Washington is launching a first-of-its-kind program to auction off carbon offset credits to preserve the state’s forest land.
“We are creating a blueprint that can be used for public lands across the nation,” Washington Lands Commissioner Hilary Franz said Wednesday at press conference.
Franz oversees the state’s Department of Natural Resources (DNR), whose duties include managing the state’s trust lands with the mission of producing revenue from property for various programs such as education. The agency routinely auctions off trees on its lands to be harvested for timber.
The new DNR program will set aside 10,000 acres of forests — with trees that began growing prior to 1900 — that have the potential to be harvested. Offset buyers will bid on carbon credits to keep those carbon-absorbing forests intact. This enables the DNR to achieve its mission of producing revenue from its older forests without having to harvest them for timber, Csenka Favorini-Csorba, a senior policy adviser at DNR, said.
This effort comes after state lawmakers last year approved the nation’s second cap-and-trade program, after California. (See Wash. Becomes 2nd State to Adopt Cap-and-trade.) Washington officials are still working on the details of that program, which is scheduled to go into effect on Jan. 1, 2023, and raise $500 million annually, with most of the money going to transportation projects.
The DNR project will start out as part of the nation’s voluntary offsets market. Once Washington’s cap-and-trade system is up and running, the offset credits could potentially be applied to offset emissions under the program. Participants in the Western Climate Initiative, which includes California’s cap-and-trade, will be able to buy the initial DNR carbon offset credits from the voluntary market. The agency expects the program to generate more than 900,000 carbon offset credits in its first 10 years.

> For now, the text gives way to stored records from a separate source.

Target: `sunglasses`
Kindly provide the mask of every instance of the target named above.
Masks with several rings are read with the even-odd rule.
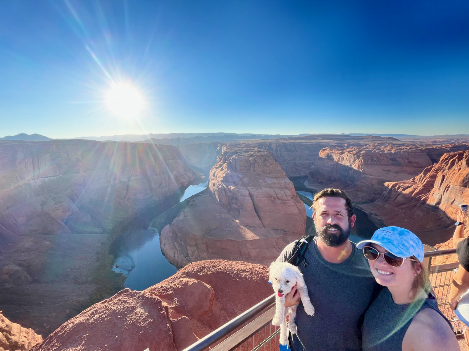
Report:
[[[376,249],[371,246],[363,246],[363,254],[365,255],[365,257],[369,261],[376,261],[379,257],[379,255],[382,255],[383,258],[386,261],[386,263],[393,267],[400,267],[402,265],[406,258],[408,258],[399,257],[393,255],[388,251],[386,252],[379,252]],[[416,262],[418,262],[417,260],[412,258],[409,258],[409,259]]]

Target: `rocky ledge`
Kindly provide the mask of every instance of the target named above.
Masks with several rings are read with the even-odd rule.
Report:
[[[268,268],[196,262],[142,292],[125,289],[72,318],[32,351],[179,351],[272,293]]]
[[[222,258],[268,265],[305,233],[306,210],[271,154],[224,146],[210,171],[208,194],[190,201],[160,236],[178,267]]]
[[[28,351],[42,342],[42,337],[33,330],[10,322],[0,313],[0,350]]]

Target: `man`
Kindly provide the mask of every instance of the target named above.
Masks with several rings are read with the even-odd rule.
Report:
[[[378,285],[361,250],[348,241],[356,217],[345,192],[327,189],[313,201],[313,219],[318,235],[303,254],[307,264],[298,267],[314,306],[314,316],[300,303],[295,322],[298,334],[289,336],[293,351],[351,351],[361,349],[360,322]],[[286,261],[295,242],[277,259]],[[286,305],[298,303],[294,288]]]

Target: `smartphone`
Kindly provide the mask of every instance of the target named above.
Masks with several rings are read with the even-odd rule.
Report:
[[[465,212],[466,214],[468,214],[468,207],[469,206],[469,205],[460,205],[460,206],[461,207],[461,210],[464,212]]]

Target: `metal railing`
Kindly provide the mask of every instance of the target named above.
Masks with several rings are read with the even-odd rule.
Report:
[[[446,317],[452,322],[454,333],[459,335],[464,329],[462,323],[456,318],[450,308],[448,295],[454,274],[454,268],[459,263],[447,263],[431,266],[431,258],[437,256],[454,255],[456,249],[432,250],[424,254],[424,258],[429,258],[429,267],[430,280],[438,299],[438,307]],[[273,317],[275,303],[275,294],[265,299],[256,306],[240,314],[234,319],[214,330],[197,342],[185,349],[183,351],[270,351],[278,350],[279,331],[277,327],[272,326],[271,322]],[[260,314],[262,313],[262,314]],[[220,339],[228,336],[230,333],[255,319],[242,328],[234,332],[217,344]]]

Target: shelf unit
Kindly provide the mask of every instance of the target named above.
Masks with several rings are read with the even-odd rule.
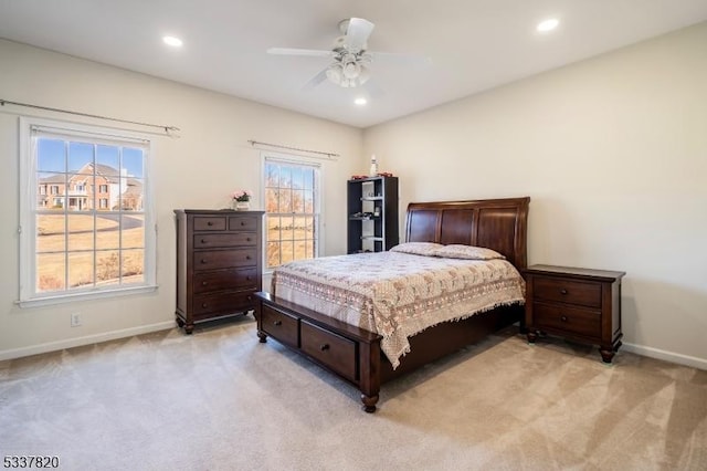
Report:
[[[398,177],[347,182],[348,253],[382,252],[399,243]]]

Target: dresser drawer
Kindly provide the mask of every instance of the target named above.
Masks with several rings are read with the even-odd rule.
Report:
[[[304,353],[323,365],[355,381],[357,375],[356,343],[348,338],[324,331],[306,321],[302,321],[302,345]]]
[[[194,234],[194,249],[213,249],[218,247],[255,245],[256,232],[234,232],[225,234]]]
[[[224,231],[225,216],[202,216],[194,218],[194,231]]]
[[[588,338],[601,338],[601,312],[559,304],[532,303],[532,325]]]
[[[196,318],[218,313],[231,314],[254,308],[253,294],[255,291],[222,294],[194,295],[192,312]]]
[[[198,272],[193,278],[194,293],[223,290],[257,289],[257,269],[218,270]]]
[[[260,218],[253,218],[252,216],[231,216],[229,218],[229,230],[255,231],[260,221]]]
[[[600,283],[535,275],[532,276],[532,293],[538,300],[601,307]]]
[[[299,321],[296,317],[266,305],[263,305],[261,317],[262,329],[267,335],[272,335],[283,344],[299,346]]]
[[[253,249],[203,250],[193,253],[194,271],[250,266],[256,264],[257,251]]]

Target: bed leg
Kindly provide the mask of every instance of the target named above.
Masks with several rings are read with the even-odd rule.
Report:
[[[361,402],[363,402],[362,409],[368,414],[373,414],[376,411],[376,405],[378,404],[378,395],[376,396],[366,396],[361,395]]]

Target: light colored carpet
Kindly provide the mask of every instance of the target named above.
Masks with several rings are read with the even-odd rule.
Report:
[[[66,470],[705,470],[707,371],[515,328],[379,410],[252,317],[0,363],[0,454]]]

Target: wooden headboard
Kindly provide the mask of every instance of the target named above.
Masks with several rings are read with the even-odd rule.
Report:
[[[529,197],[411,202],[405,241],[486,247],[526,268]]]

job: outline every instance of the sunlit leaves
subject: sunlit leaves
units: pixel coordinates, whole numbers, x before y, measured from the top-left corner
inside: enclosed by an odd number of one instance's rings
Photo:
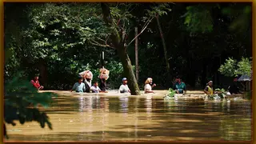
[[[213,19],[210,9],[203,6],[193,6],[186,7],[184,24],[192,33],[208,33],[213,30]]]
[[[20,74],[21,75],[21,74]],[[5,85],[4,120],[6,123],[15,126],[14,121],[18,120],[21,124],[26,122],[36,121],[42,128],[45,124],[51,130],[52,125],[46,113],[40,112],[38,104],[45,108],[52,102],[53,93],[38,93],[32,84],[17,75]]]

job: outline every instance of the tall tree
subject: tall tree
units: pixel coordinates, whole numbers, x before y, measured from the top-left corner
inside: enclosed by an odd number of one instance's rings
[[[112,18],[112,15],[110,14],[110,6],[106,3],[101,3],[103,19],[106,24],[112,28],[111,32],[111,41],[114,47],[117,50],[118,56],[121,59],[123,70],[125,75],[127,77],[129,81],[129,87],[130,89],[130,93],[133,95],[140,95],[139,88],[138,86],[138,82],[133,70],[133,66],[131,65],[129,55],[127,54],[127,46],[125,42],[125,38],[122,36],[124,31],[119,33],[116,28],[116,25]]]

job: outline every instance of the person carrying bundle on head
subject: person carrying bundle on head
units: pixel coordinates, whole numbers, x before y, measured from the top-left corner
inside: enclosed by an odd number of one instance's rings
[[[99,70],[99,79],[100,79],[100,86],[99,88],[102,90],[102,92],[106,91],[106,81],[109,78],[110,71],[104,68],[104,66]]]
[[[35,87],[38,90],[40,90],[43,89],[43,86],[40,86],[38,78],[39,78],[39,74],[35,74],[34,77],[34,79],[32,79],[30,82],[34,86],[34,87]]]
[[[91,82],[93,80],[93,74],[90,70],[85,70],[83,72],[79,73],[79,75],[84,78],[84,83],[86,86],[86,93],[90,93],[90,87],[92,86]]]

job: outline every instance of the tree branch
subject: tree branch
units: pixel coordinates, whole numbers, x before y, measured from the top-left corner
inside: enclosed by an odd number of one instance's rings
[[[96,42],[96,41],[94,41],[94,40],[91,40],[91,41],[89,40],[89,42],[90,42],[90,43],[91,43],[92,45],[94,45],[94,46],[102,46],[102,47],[110,47],[110,48],[115,50],[114,47],[110,46],[110,45],[108,45],[108,44],[106,44],[106,43],[105,45],[103,45],[103,44],[98,43],[98,42]]]
[[[134,38],[133,40],[131,40],[130,42],[130,43],[127,45],[127,47],[136,39],[136,38],[138,38],[141,34],[143,33],[143,31],[146,30],[146,28],[147,27],[147,26],[149,26],[149,24],[150,23],[150,22],[152,21],[152,19],[154,18],[154,17],[152,17],[152,18],[148,22],[148,23],[145,26],[145,27],[142,30],[142,31],[140,33],[138,33],[138,35],[136,35],[136,37],[134,37]]]

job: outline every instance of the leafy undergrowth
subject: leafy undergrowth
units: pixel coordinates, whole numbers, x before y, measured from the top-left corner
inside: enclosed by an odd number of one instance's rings
[[[5,124],[12,124],[18,120],[21,124],[26,122],[38,122],[42,128],[46,124],[52,130],[52,125],[49,117],[44,112],[41,112],[38,106],[41,105],[45,108],[52,102],[52,97],[57,94],[53,93],[38,93],[30,82],[22,80],[18,78],[13,78],[5,86],[4,96],[4,120]],[[6,130],[6,126],[5,130]],[[5,137],[8,138],[6,131]]]

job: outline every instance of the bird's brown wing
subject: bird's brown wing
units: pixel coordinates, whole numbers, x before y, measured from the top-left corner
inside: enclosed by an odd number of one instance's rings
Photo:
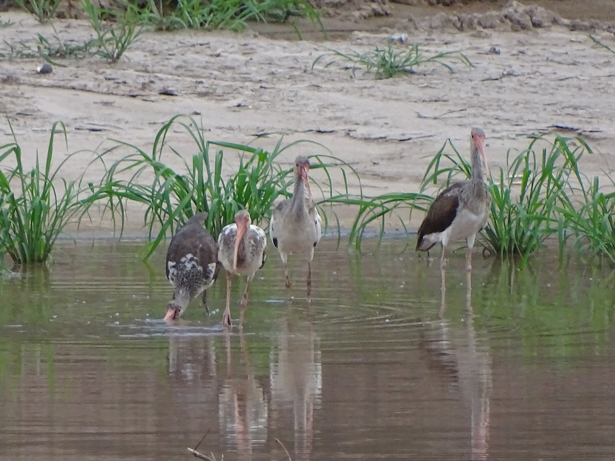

“This is truly the next generation of carbon offsets,” said Caitlin Guthrie, director of forest carbon origination for Finite Carbon, a developer and supplier of forest carbon offsets. Finite Carbon is participating in the project to ensure it represents durable and verifiable carbon sequestration, she said.
“We hope this becomes a model for other states,” Favorini-Csorba told NetZero Insider.
The new program has identified 2,500 acres on DNR trust lands to be set aside this year in Whatcom, King, Thurston and Grays Harbor counties, stretching from northern to southern Puget Sound. Another 7,500 acres are scheduled to be identified next year.
Many details must still be worked out, including when the credits will be auctioned, what the minimum acceptable bids would be and the overall fundraising targets, Favorini-Csorba said. The state plans to auction off 917,000 carbon credits in the first 10 years of the program.
The DNR created a Carbon Sequestration Advisory Group in 2019 as a climate change measure. The agency has also leased some of its lands to wind farms, now capable of generating more than 200 MW of power.